Pork exports from the EU to Russia are being disrupted following the discovery of African swine fever in two wild boar killed by hunters in Lithuania.
Russia is stopping trucks carrying EU pork from crossing its border in a move that EU health commisioner Tonio Borg described as disporportionate.
“I deeply regret that our Russian partners are effectively banning exports even from EU Member States which are clearly not affected by the incident,” he said. “The commission reiterates that in view of the reassurances provided, such a ban is disproportionate.
“I intend to meet the Russian authorities as soon as possible to agree on a reasonable solution to solve this problem.”
Russia has responded that it hasn’t imposed a ban, but that under bilateral trade agreements the EU can no longer issue the necessary veterinary certificates to export pork to the country.
“The EU should stop certification, thus prohibiting the delivery of pork products,” a representative of the country’s animal health watchdog Rosselkhoznadzor said.
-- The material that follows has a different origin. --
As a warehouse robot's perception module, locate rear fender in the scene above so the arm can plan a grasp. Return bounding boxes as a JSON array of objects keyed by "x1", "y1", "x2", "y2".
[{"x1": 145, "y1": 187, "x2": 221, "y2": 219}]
Mr Borg said the European Commission had proposed to provisionally exclude the infected area of the EU from certification of exports of live pigs and pork to Russia, but Russia was not ready to accept. The Russian authorities had been given assurances on the effectiveness of EU measures put in place and provided with evidence indicating that the disease was confined to the southern part of Lithuania.
“I would like to stress that the measures taken on the EU side correspond to international standards,” Mr Borg said. “I call again upon the Russian authorities to take into account all the evidence presented to them.”